Local News

Tears, concern flow at vigil for slain UNC professor

Posted July 30, 2014 10:19 p.m. EDT
Updated July 31, 2014 5:18 a.m. EDT

— Hundreds gathered Wednesday outside the University of North Carolina at Chapel Hill building where research professor Feng Liu worked to remember the scientist, one week after he was beaten to death during one of his regular walks.

The incident was a painful loss for Liu’s colleagues and created concern among the UNC community.

“I always thought UNC was such a quiet and wonderful and peaceful and safe place,” said J.B. Hu, who organized Wednesday’s gathering. “But after his fall, I had a second thought about that.”

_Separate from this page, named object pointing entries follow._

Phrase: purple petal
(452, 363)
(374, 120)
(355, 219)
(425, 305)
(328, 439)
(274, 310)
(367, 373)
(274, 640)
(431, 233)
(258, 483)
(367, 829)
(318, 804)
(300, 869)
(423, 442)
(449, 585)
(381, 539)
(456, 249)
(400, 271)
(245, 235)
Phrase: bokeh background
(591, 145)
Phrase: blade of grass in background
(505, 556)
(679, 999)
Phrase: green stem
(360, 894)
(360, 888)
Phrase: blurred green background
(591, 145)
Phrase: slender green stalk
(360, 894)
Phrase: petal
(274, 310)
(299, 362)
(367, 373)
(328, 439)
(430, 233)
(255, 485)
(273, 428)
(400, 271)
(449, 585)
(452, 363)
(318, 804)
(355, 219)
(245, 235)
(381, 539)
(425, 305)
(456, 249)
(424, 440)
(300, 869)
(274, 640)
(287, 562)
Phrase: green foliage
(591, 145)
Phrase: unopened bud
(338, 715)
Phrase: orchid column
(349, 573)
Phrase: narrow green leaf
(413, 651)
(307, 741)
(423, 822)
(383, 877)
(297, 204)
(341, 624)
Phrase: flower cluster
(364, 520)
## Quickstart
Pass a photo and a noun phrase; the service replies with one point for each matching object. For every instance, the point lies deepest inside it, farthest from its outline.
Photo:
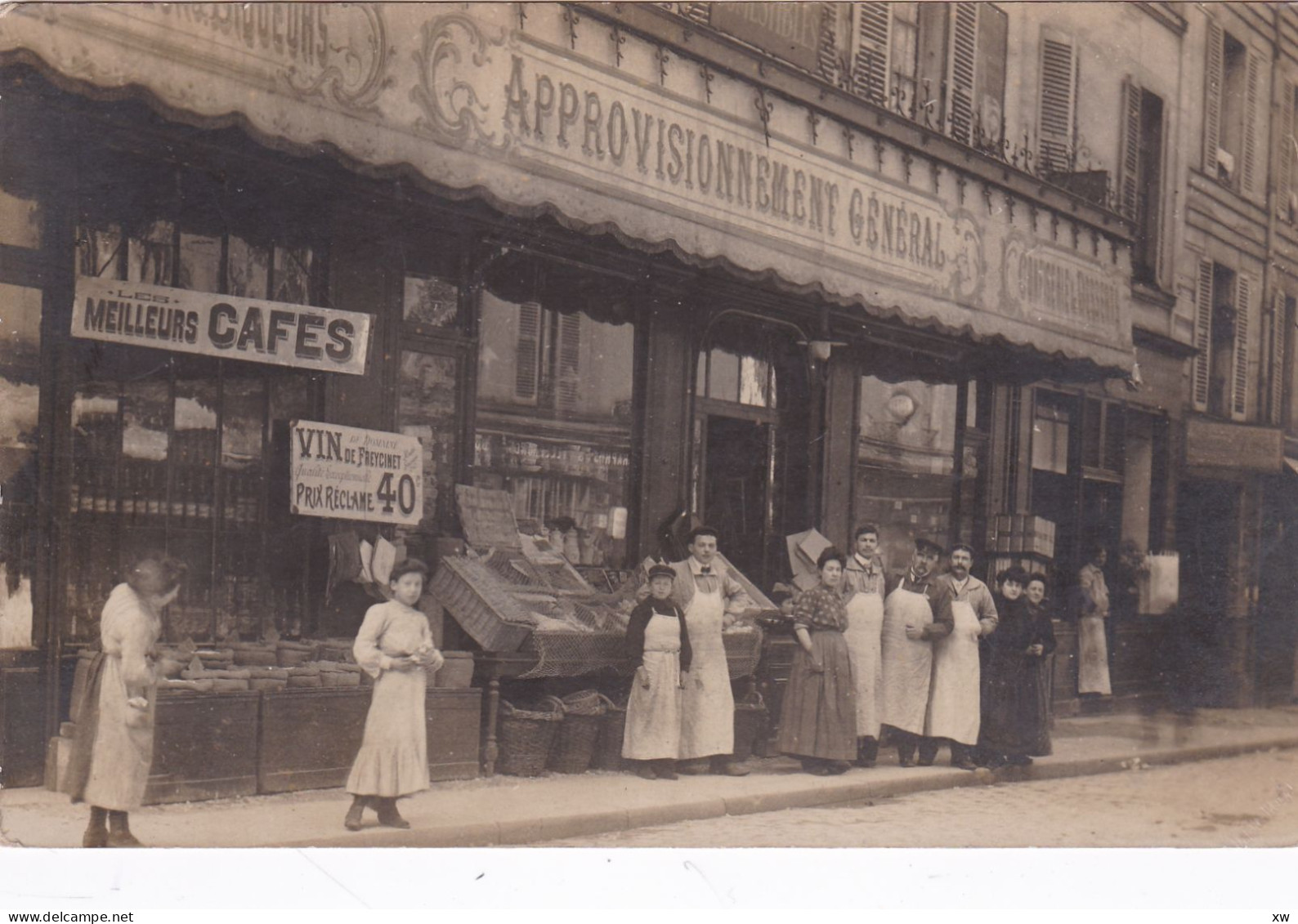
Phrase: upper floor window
(1141, 176)
(1225, 302)
(1232, 83)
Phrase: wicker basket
(526, 736)
(607, 747)
(750, 721)
(583, 714)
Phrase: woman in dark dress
(818, 719)
(1014, 714)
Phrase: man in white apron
(916, 613)
(710, 599)
(863, 588)
(954, 706)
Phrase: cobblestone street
(1245, 801)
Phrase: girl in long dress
(658, 646)
(393, 646)
(113, 747)
(818, 719)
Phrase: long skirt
(393, 757)
(819, 714)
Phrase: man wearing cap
(954, 699)
(710, 597)
(916, 613)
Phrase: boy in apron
(954, 703)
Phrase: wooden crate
(204, 748)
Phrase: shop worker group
(920, 658)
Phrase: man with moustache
(916, 613)
(954, 712)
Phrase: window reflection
(554, 423)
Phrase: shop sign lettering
(222, 326)
(347, 473)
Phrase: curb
(521, 832)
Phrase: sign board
(347, 473)
(221, 324)
(1219, 444)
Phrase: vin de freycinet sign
(355, 474)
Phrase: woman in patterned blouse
(818, 719)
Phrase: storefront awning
(540, 114)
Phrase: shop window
(20, 434)
(553, 422)
(186, 454)
(905, 462)
(1232, 83)
(1141, 176)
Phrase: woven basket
(583, 714)
(526, 736)
(750, 721)
(607, 747)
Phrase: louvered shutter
(1202, 335)
(962, 70)
(1247, 291)
(1059, 101)
(527, 370)
(872, 44)
(1278, 359)
(1128, 161)
(1212, 69)
(570, 362)
(827, 48)
(1251, 87)
(1284, 180)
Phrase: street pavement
(1247, 801)
(504, 810)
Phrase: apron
(907, 665)
(708, 706)
(653, 716)
(1093, 650)
(865, 646)
(953, 708)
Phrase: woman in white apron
(954, 703)
(1092, 644)
(863, 592)
(658, 650)
(906, 649)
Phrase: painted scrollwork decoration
(362, 69)
(454, 113)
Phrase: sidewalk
(509, 810)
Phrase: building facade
(772, 266)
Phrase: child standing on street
(658, 648)
(393, 646)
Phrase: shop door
(736, 489)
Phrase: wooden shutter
(1202, 337)
(1059, 100)
(962, 69)
(1284, 178)
(527, 370)
(1245, 291)
(1251, 87)
(872, 47)
(1278, 359)
(567, 391)
(1128, 161)
(1212, 69)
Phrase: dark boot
(388, 814)
(96, 832)
(353, 815)
(119, 831)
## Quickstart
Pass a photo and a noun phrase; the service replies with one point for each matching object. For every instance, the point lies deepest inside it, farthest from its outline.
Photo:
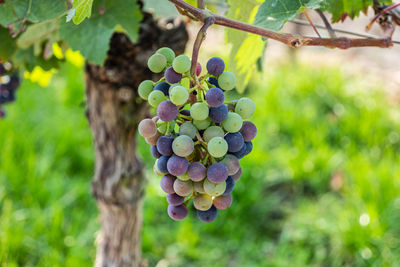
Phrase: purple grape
(167, 111)
(249, 131)
(167, 184)
(218, 114)
(196, 171)
(215, 66)
(177, 166)
(230, 184)
(172, 76)
(217, 173)
(175, 200)
(164, 145)
(163, 87)
(235, 141)
(154, 152)
(162, 164)
(177, 213)
(208, 215)
(215, 97)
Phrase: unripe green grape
(217, 147)
(202, 125)
(199, 111)
(145, 88)
(157, 63)
(168, 53)
(245, 107)
(155, 98)
(213, 189)
(227, 80)
(233, 123)
(181, 64)
(179, 95)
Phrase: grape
(183, 188)
(233, 122)
(179, 95)
(245, 107)
(157, 63)
(217, 173)
(164, 145)
(154, 152)
(202, 125)
(223, 202)
(181, 64)
(155, 98)
(211, 132)
(187, 128)
(232, 163)
(215, 66)
(248, 131)
(177, 165)
(218, 114)
(237, 175)
(183, 146)
(214, 189)
(168, 53)
(202, 202)
(227, 80)
(162, 164)
(172, 76)
(199, 111)
(177, 213)
(208, 215)
(167, 111)
(145, 89)
(197, 171)
(167, 184)
(217, 147)
(215, 97)
(230, 184)
(147, 128)
(235, 141)
(163, 87)
(175, 200)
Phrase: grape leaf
(273, 14)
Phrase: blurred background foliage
(321, 188)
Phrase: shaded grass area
(321, 187)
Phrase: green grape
(211, 132)
(227, 80)
(155, 98)
(157, 63)
(168, 53)
(217, 147)
(233, 122)
(213, 189)
(245, 107)
(181, 64)
(199, 111)
(203, 124)
(145, 89)
(202, 202)
(179, 95)
(187, 128)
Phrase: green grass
(321, 187)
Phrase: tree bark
(114, 111)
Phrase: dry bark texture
(114, 111)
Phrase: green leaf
(273, 14)
(83, 9)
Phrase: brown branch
(288, 39)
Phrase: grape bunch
(9, 83)
(197, 136)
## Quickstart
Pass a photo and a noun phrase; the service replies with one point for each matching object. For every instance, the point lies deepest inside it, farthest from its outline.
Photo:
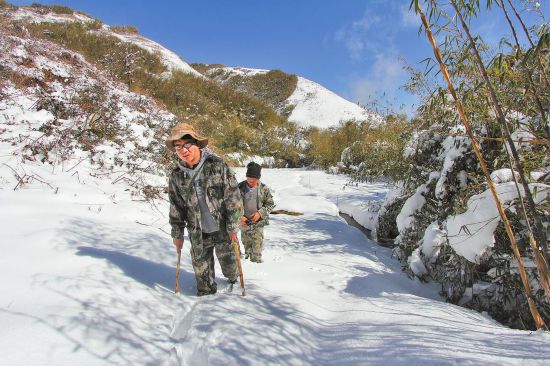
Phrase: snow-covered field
(86, 278)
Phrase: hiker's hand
(178, 243)
(256, 217)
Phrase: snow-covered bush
(449, 229)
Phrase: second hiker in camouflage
(258, 203)
(205, 199)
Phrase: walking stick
(238, 255)
(177, 289)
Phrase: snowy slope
(86, 277)
(314, 105)
(169, 58)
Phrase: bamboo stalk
(523, 274)
(542, 72)
(539, 233)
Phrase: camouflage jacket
(222, 198)
(265, 202)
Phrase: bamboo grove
(498, 90)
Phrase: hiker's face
(187, 151)
(252, 182)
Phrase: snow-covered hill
(169, 58)
(313, 104)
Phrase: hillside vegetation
(235, 121)
(272, 87)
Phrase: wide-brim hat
(185, 129)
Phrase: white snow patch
(471, 233)
(317, 106)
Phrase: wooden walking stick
(238, 256)
(177, 289)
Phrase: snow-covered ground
(317, 106)
(170, 59)
(314, 105)
(86, 278)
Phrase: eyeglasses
(185, 146)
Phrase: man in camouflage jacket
(205, 199)
(258, 203)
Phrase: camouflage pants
(204, 265)
(253, 240)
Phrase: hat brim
(201, 141)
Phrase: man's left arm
(232, 199)
(267, 202)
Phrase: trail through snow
(82, 282)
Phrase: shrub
(58, 9)
(124, 29)
(5, 5)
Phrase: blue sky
(351, 47)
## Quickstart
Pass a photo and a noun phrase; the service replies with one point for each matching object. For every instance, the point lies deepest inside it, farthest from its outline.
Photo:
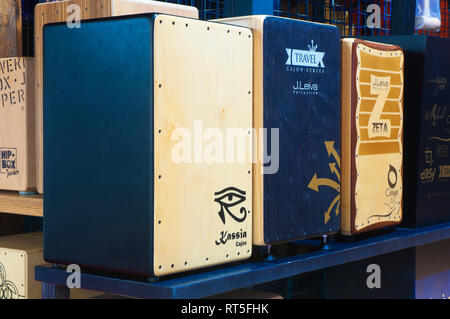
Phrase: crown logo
(312, 47)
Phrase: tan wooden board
(372, 135)
(256, 23)
(10, 28)
(53, 12)
(17, 125)
(202, 78)
(13, 203)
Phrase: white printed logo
(310, 58)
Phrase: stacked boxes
(71, 11)
(124, 158)
(17, 126)
(372, 135)
(297, 117)
(10, 28)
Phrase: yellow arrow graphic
(328, 212)
(334, 170)
(316, 182)
(332, 151)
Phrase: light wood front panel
(373, 108)
(256, 24)
(53, 12)
(17, 124)
(203, 83)
(346, 133)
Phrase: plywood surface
(376, 139)
(53, 12)
(17, 124)
(10, 28)
(13, 203)
(202, 208)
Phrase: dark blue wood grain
(248, 274)
(98, 144)
(305, 121)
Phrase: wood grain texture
(17, 125)
(287, 203)
(376, 138)
(13, 203)
(53, 12)
(346, 89)
(255, 23)
(10, 28)
(212, 90)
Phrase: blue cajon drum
(128, 102)
(296, 109)
(427, 128)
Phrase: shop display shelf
(247, 274)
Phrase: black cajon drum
(372, 135)
(427, 128)
(66, 11)
(296, 106)
(136, 113)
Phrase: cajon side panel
(17, 124)
(100, 145)
(256, 24)
(203, 84)
(377, 136)
(53, 12)
(34, 287)
(346, 106)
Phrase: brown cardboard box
(10, 28)
(17, 125)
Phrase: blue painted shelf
(211, 282)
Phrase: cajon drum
(17, 125)
(372, 135)
(427, 128)
(10, 28)
(128, 187)
(62, 11)
(19, 254)
(296, 88)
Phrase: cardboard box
(10, 28)
(17, 125)
(19, 254)
(138, 197)
(62, 11)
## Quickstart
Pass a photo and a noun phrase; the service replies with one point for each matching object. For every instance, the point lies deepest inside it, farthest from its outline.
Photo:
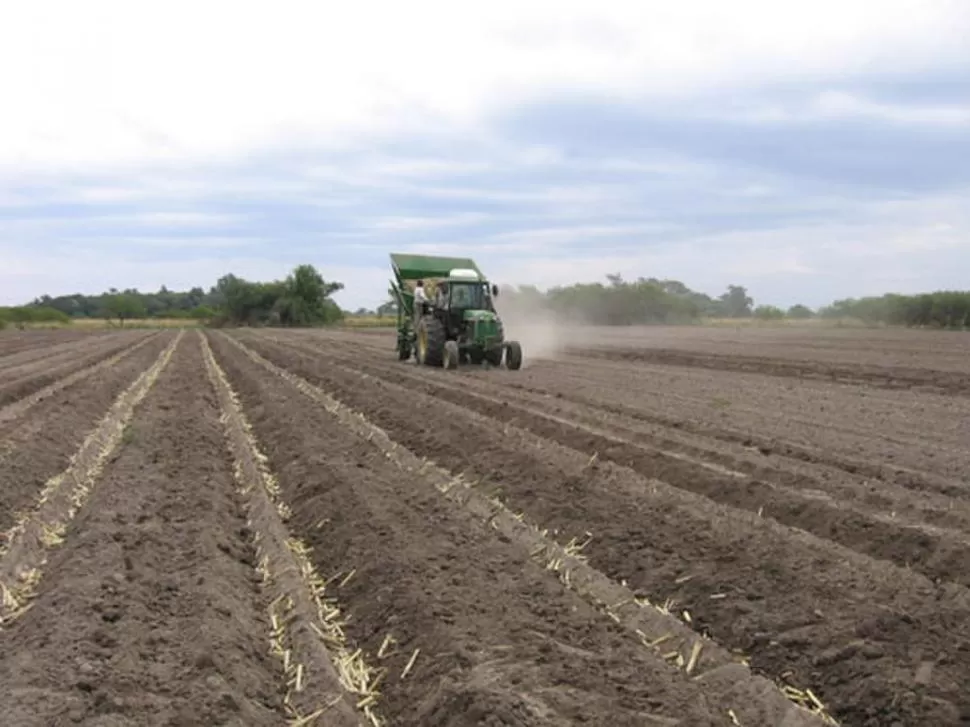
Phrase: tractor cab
(465, 290)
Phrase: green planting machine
(458, 323)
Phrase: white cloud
(111, 81)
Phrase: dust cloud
(542, 334)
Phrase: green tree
(124, 306)
(768, 313)
(736, 303)
(800, 311)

Liu, 59, of Durham, was taking a lunchtime walk near the intersection of West University Drive and Ransom Street on July 23 when he was assaulted and robbed. He died of his injuries the next day.

Derick Davis II, 23, of Scots Pine Crossing in Durham, and Troy Arrington Jr., 27, of Johnson Street in Chapel Hill, were arrested and charged with first-degree murder and armed robbery. Davis also is charged with misdemeanor possession of stolen goods.

Authorities said "a landscape stone" was used to beat Liu about the head. Police said they have no reason to believe Liu was targeted by his attackers.

Both men were recently released from jail prior to Liu’s murder:

  • Davis was released from the Wake County jail on June 22 after serving three weeks on a shoplifting charge, according to the Wake County Sheriff's Office.
  • Arrington posted a $5,000 bond on July 2 after spending 10 months in the Durham County jail in connection with an August 2013 residential burglary in which a dog was stolen. He was wearing an electric monitor on his ankle when he was arrested.

UNC Chancellor Carol Folt attended Wednesday’s vigil, in part, to calm fears.

"There is nothing more important than the safety of our campus and community and as we go forward, that too will part of everything we do," she said.

Those at Wednesday's vigil walked from the building where Liu worked to where he was killed, the same path he took last week.

Liu was a highly regarded and published cancer researcher. He was leading a team of graduate students on projects funded by the National Institutes of Health when he was killed.

Friends said Liu was too humbled to talk about his work.

"I hope all of us can pick up the slack a little bit and we can all be a little better in his memory," Folt said.

A second vigil is planned for Saturday at UNC’s Memorial Hall. 

Plans are in the works to create an endowment and scholarship in Liu's name.